Existe uma doença fúngica assustadora chamada Síndrome do Nariz Branco que ataca os morcegos. Os cientistas procuraram por sinais visíveis desta doença.

  • A Descoberta: Eles encontraram sinais da doença apenas após a hibernação, nunca antes. Isso faz sentido porque o fungo cresce enquanto os morcegos estão dormindo.
  • A Surpresa: A doença não parecia se importar se o morcego estava magro ou com as asas danificadas. Um morcego poderia estar em ótima forma e ainda assim contrair a doença, ou estar em má forma e permanecer limpo. A localização da caverna importava muito mais do que a saúde do morcego.

O Teste da "Ferrugem" Celular (A Grande Surpresa)
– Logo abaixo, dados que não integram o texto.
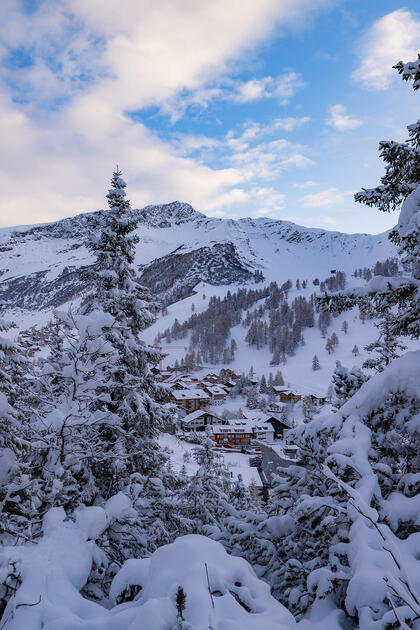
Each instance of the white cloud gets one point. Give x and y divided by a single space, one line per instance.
340 120
324 198
394 37
106 58
328 220
283 87
290 124
308 184
267 159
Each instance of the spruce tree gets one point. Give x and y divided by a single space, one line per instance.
399 185
315 363
346 383
134 395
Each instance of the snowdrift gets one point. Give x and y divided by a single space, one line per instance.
54 570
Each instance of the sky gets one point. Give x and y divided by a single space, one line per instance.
240 108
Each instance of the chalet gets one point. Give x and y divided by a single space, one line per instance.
277 424
210 378
189 399
232 436
198 420
226 374
291 451
285 394
263 432
317 400
216 392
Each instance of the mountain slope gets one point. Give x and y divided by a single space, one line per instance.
42 267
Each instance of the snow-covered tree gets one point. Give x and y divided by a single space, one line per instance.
386 346
346 382
315 363
252 398
202 500
398 295
77 454
263 385
134 395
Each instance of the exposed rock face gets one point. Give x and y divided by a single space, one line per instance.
174 276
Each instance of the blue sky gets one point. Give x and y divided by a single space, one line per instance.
269 108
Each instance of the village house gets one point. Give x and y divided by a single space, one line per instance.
278 423
216 392
226 374
285 394
198 420
318 401
240 433
189 399
229 436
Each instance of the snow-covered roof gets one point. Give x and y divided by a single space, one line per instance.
189 394
194 415
243 427
197 414
216 389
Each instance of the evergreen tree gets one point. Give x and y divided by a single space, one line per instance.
400 184
346 383
329 346
315 363
385 346
78 436
134 395
263 385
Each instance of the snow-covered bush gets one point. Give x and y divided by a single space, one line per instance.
221 591
355 505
É aqui que as coisas ficam muito legais. Cientistas frequentemente se preocupam que o despertar de um longo sono cause "estresse oxidativo" — basicamente, uma "ferrugem" celular que danifica o DNA e os teossidos. Eles esperavam que os morcegos estivessem mais "enferrujados" após o inverno.

  • O Resultado: Eles testaram o dano ao DNA em uma espécie, Myotis blythii, e descobriram o oposto.
    • Dano ao DNA: Os níveis de dano oxidativo ao DNA caíram drasticamente 81,2% após a hibernação. É como se os corpos dos morcegos tivessem apertado um botão de "reset" e limpado o lixo celular enquanto dormiam.
    • Peroxidação Lipídica: O dano às gorduras em suas células permaneceu exatamente o mesmo. Sem mudanças.
    • Antioxidantes: Os "removedores de ferrugem" naturais dos morcegos (glutationa) caíram 57,6%. Isso sugere que eles usaram seu suprimento para manter as coisas funcionando suavemente, mas isso não resultou em mais danos.

O Que Tudo Isso Significa?

O artigo sugere que a hibernação é um equilíbrio complexo. Não é apenas uma história simples de "dormir e perder peso".

  • Não é igual para todos: Diferentes espécies de morcegos, diferentes sexos e até diferentes cavernas levam a resultados totalmente diferentes.
  • Não é um desastre: Apesar de perderem peso e ganharem alguns arranhões nas asas, os morcegos não sofreram um colapso celular massivo. Na verdade, para o Myotis blythii, o DNA parecia mais limpo após o inverno.
  • A Caverna Importa: Onde um morcego dorme muda tudo. Uma caverna com grandes variações de temperatura pode fazer um morcego queimar mais combustível, enquanto uma caverna estável pode ajudá-lo a economizar energia.

Portanto, embora os morcegos possam acordar um pouco mais magros e com alguns arranhões nas asas, seus motores internos parecem ter lidado surpreendentemente bem com o longo sono, provando que a natureza tem maneiras muito inteligentes de sobreviver ao inverno sem entrar em colapso.